Weather permitting, Pop and a few of his work buddies would drive through Pacific Heights on their lunch hour, all the way to the very end of Vallejo where it edges up against the Presidio.  There, somewhat inexplicably, among the city’s most imposing mansions, was a solitary basketball hoop.  It stood at that dead end, planted in a stretch of concrete that was part of no one’s driveway or property.  Mom tagged along but sat in the car most days, sipping on a coffee from All-Star Donuts and listening to the radio while Pop and the boys played two-on-two. When the coffee got cold and the fog horns bugled, they put their ties back on and returned to the office. 

They got married in their blue jeans at City Hall in November 1978.   One week later, Harvey Milk and George Moscone were killed.  I was born a few years after, in Oregon, and from that point on San Francisco was a place we came to visit. Our family and old friends lived here, but I certainly never did.  But I always wondered if I would.

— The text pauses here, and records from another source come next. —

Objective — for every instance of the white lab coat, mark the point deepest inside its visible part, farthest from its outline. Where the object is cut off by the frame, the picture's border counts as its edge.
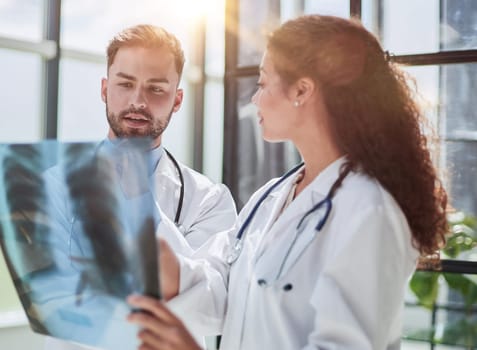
(340, 288)
(207, 208)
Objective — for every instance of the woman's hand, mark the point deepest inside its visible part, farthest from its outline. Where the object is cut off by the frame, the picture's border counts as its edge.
(161, 329)
(169, 271)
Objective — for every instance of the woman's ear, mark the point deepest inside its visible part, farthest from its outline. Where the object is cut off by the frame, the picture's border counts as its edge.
(303, 90)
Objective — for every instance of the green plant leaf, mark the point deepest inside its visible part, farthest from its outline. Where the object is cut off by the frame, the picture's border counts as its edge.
(425, 287)
(466, 287)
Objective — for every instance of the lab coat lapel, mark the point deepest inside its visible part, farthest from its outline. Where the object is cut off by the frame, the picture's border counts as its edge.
(284, 230)
(166, 186)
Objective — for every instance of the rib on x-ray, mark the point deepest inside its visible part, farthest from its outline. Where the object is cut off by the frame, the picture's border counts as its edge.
(78, 234)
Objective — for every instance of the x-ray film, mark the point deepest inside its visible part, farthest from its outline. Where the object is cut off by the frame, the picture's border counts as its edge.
(77, 231)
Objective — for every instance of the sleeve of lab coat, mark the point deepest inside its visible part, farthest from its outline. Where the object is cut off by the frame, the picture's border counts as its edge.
(202, 299)
(361, 288)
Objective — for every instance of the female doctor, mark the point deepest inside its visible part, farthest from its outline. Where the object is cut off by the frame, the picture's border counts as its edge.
(322, 256)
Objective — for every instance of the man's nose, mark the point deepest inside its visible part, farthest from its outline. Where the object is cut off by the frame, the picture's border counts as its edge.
(138, 99)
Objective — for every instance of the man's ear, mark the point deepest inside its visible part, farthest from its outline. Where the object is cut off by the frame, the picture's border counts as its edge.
(178, 99)
(104, 89)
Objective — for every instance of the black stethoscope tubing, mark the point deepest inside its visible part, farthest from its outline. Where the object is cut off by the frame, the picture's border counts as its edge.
(250, 216)
(326, 202)
(181, 194)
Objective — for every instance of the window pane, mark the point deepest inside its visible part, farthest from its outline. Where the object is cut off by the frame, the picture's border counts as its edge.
(449, 25)
(20, 97)
(22, 19)
(459, 24)
(89, 25)
(213, 130)
(461, 159)
(258, 18)
(401, 30)
(82, 115)
(459, 103)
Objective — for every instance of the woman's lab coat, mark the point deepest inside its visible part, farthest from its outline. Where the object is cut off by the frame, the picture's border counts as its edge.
(207, 208)
(340, 288)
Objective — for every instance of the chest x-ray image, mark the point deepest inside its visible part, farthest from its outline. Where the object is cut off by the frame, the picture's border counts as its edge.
(77, 231)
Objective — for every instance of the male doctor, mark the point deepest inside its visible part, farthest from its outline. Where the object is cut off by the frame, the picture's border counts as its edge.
(141, 92)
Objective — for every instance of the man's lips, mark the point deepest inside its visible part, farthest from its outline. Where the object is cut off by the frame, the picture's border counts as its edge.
(136, 117)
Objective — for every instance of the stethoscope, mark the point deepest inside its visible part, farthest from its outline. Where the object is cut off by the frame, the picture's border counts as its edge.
(325, 204)
(181, 194)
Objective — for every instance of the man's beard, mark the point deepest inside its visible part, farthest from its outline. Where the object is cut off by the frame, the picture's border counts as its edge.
(153, 131)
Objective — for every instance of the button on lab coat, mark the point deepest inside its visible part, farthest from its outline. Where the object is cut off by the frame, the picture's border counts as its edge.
(340, 288)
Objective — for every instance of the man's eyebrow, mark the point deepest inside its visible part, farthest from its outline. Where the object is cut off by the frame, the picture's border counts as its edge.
(125, 76)
(133, 78)
(158, 80)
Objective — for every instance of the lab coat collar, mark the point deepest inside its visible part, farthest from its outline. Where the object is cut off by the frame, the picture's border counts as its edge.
(167, 170)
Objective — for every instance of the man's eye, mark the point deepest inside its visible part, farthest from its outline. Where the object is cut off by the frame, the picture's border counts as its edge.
(156, 89)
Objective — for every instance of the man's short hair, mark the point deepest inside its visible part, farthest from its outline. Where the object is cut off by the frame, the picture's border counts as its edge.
(147, 36)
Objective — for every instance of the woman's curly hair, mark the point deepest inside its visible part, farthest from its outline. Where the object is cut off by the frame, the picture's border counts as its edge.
(374, 116)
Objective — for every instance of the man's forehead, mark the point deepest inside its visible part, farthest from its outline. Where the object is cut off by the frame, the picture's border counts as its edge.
(152, 59)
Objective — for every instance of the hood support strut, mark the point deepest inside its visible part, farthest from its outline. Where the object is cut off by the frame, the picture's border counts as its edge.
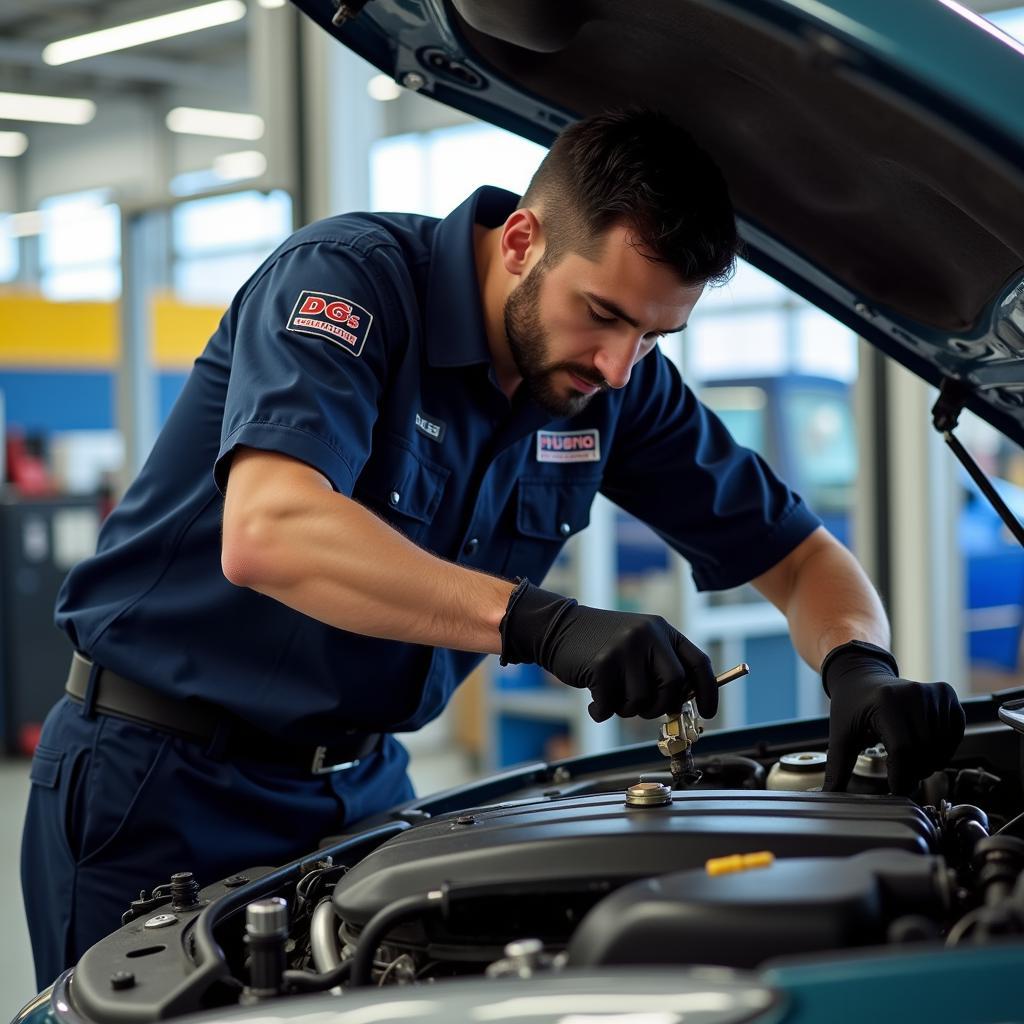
(945, 414)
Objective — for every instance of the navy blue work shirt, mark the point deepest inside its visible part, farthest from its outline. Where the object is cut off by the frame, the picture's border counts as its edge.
(358, 347)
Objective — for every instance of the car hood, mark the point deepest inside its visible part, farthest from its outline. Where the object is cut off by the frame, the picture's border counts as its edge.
(875, 150)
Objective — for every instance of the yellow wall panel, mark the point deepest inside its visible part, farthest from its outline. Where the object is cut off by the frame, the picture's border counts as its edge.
(35, 332)
(40, 334)
(180, 332)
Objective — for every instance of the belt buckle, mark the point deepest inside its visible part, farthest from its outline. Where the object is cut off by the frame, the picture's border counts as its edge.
(320, 768)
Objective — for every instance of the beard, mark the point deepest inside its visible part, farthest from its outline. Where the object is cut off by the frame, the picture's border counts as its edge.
(528, 342)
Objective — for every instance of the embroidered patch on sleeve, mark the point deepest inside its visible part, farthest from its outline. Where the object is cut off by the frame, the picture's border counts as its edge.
(331, 316)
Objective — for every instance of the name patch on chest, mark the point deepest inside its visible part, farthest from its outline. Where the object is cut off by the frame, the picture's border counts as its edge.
(568, 445)
(331, 316)
(430, 427)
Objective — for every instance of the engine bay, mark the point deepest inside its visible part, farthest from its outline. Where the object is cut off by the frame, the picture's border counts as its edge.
(597, 864)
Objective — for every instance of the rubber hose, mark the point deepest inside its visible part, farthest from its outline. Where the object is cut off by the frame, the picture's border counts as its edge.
(378, 927)
(324, 937)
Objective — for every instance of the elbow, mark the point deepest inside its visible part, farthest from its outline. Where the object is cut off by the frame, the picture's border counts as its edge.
(248, 552)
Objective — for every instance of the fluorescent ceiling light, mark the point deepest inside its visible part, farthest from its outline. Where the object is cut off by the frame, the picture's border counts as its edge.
(383, 87)
(121, 37)
(219, 124)
(12, 143)
(239, 166)
(56, 110)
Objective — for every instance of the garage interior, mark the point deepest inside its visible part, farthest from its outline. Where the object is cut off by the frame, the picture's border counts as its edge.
(131, 214)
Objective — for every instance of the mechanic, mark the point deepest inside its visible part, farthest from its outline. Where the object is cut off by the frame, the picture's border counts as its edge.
(396, 426)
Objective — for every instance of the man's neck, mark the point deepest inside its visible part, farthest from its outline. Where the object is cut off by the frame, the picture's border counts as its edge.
(493, 287)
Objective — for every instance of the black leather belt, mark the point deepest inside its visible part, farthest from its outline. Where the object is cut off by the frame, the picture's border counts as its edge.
(200, 722)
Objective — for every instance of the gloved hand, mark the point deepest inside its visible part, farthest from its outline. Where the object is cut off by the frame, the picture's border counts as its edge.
(631, 664)
(921, 724)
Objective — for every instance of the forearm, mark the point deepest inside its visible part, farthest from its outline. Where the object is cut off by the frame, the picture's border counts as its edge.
(330, 558)
(833, 602)
(826, 598)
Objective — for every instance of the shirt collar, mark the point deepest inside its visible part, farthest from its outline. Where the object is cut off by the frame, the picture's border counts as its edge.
(456, 333)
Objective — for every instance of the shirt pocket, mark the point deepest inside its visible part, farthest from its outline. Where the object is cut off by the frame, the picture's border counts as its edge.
(548, 513)
(406, 487)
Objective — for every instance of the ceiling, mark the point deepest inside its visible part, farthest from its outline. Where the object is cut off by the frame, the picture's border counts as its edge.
(213, 56)
(27, 26)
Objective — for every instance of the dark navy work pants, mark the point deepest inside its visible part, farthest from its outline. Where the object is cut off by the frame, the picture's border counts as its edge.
(116, 808)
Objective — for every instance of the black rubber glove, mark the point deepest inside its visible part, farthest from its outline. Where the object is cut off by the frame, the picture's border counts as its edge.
(921, 724)
(631, 664)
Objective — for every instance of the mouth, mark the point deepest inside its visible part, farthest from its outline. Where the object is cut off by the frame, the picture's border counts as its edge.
(581, 385)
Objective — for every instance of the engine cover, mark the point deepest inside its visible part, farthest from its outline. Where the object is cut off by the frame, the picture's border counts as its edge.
(801, 905)
(537, 867)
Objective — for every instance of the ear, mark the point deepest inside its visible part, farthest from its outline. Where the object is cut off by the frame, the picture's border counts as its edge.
(521, 241)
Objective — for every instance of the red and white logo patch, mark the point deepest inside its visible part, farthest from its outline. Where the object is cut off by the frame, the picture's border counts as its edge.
(331, 316)
(568, 445)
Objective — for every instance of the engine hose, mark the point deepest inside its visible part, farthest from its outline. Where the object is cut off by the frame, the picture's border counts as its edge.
(324, 937)
(382, 923)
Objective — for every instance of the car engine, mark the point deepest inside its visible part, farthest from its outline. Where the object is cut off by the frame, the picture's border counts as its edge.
(595, 864)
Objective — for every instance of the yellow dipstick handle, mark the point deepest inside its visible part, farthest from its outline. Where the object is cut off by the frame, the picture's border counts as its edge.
(738, 862)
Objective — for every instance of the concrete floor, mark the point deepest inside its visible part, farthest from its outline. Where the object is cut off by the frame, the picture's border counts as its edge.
(433, 768)
(16, 976)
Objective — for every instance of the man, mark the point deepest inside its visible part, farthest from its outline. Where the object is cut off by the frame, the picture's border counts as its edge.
(394, 418)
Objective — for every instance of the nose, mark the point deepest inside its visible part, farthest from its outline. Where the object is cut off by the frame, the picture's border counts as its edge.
(614, 360)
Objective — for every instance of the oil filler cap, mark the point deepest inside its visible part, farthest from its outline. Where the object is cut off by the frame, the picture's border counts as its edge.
(648, 795)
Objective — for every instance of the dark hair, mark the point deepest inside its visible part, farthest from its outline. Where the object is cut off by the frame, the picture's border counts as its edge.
(636, 166)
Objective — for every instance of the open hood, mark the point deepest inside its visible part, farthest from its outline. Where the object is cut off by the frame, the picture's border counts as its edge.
(875, 150)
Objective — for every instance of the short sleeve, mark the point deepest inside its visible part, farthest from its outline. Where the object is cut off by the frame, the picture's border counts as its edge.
(309, 360)
(675, 466)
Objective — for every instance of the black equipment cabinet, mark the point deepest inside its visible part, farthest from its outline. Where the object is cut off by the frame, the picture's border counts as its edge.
(40, 540)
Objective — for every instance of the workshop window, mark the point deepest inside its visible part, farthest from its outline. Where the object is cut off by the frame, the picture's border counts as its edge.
(8, 250)
(219, 241)
(432, 172)
(80, 247)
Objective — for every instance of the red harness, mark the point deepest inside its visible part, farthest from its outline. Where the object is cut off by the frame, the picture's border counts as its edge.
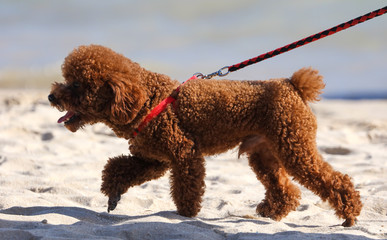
(159, 109)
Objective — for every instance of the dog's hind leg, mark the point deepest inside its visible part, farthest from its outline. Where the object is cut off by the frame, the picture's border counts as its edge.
(123, 172)
(187, 184)
(281, 195)
(302, 160)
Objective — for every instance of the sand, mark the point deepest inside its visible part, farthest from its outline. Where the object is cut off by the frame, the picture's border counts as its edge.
(50, 180)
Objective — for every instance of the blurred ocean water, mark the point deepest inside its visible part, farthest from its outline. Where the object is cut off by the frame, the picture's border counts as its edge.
(180, 38)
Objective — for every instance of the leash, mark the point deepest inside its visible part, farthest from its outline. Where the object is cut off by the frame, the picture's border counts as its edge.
(226, 70)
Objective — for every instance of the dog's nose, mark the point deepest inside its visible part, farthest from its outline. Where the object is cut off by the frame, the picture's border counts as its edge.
(51, 97)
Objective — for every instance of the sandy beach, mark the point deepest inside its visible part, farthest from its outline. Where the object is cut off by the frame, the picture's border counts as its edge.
(50, 180)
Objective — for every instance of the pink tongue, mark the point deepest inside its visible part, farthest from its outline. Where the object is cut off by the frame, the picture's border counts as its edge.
(66, 117)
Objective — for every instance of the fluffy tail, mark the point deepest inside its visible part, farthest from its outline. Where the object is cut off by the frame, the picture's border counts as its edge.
(309, 84)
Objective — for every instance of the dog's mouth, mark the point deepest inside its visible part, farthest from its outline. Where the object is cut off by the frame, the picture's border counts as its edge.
(68, 118)
(71, 120)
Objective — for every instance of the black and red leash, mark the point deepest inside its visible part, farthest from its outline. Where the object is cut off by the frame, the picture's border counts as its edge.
(222, 72)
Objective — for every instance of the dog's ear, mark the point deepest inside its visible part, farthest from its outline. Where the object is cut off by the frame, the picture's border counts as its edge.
(127, 101)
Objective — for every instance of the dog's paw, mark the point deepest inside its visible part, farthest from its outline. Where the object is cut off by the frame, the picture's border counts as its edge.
(112, 202)
(349, 222)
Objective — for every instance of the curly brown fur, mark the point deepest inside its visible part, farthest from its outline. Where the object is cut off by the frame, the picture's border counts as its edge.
(270, 120)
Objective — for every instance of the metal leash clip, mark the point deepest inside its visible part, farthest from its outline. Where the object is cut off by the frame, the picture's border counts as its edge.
(220, 73)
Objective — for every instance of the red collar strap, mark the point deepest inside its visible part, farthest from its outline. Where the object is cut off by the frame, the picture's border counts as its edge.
(159, 108)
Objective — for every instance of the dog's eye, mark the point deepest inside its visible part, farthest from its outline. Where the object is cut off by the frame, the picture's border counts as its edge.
(76, 84)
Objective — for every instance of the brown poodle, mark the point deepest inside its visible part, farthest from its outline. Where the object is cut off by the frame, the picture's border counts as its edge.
(270, 120)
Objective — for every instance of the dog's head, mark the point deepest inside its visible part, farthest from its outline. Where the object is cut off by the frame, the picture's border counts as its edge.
(100, 86)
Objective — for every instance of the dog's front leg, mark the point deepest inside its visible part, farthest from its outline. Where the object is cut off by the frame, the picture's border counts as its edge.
(123, 172)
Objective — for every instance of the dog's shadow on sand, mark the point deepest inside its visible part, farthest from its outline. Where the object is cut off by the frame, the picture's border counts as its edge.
(96, 225)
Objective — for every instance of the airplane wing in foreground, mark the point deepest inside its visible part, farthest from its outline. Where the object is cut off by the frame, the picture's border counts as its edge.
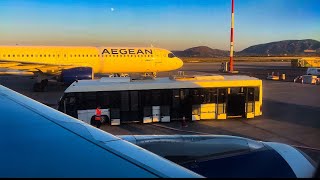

Nine years ago, I married the wrong man.  He had a temper and demeanor that grew increasingly violent as time went on, and no amount of talking or pleading could convince him to change. I refused to be a silently suffering abused wife and sign myself away to that life.  So eventually, like the narrator in a twangy country ballad, I left one night with no more than what fit in the back of a truck.  The only thing that was in my mind was getting many miles of road between me and him.  And where did the road end up taking me?  San Francisco.

I stayed with family for those first few months, and eventually found a cute little studio on Jackson and Baker.  During those early days of exploring my new neighborhood, I turned a corner on what is today known as Billionaire’s Row and came face to face with the basketball hoop. I immediately knew what I was looking at, having heard that portion of the story of my parents’ courtship years before.  There it stood, tall and stalwart at the street’s end, as it had thirty years before, a piece of family history watching over this new crowd of San Franciscans passing beneath it, running the Lyon Street stairs in Lululemon pants.

I never dreamed my life would circle around the way it has.  I thought of this as I stood staring at the hoop, imagining Pop’s ghost whiz past me to shoot a layup.  God help me if I was ever passed the ball. Because you know I’d miss.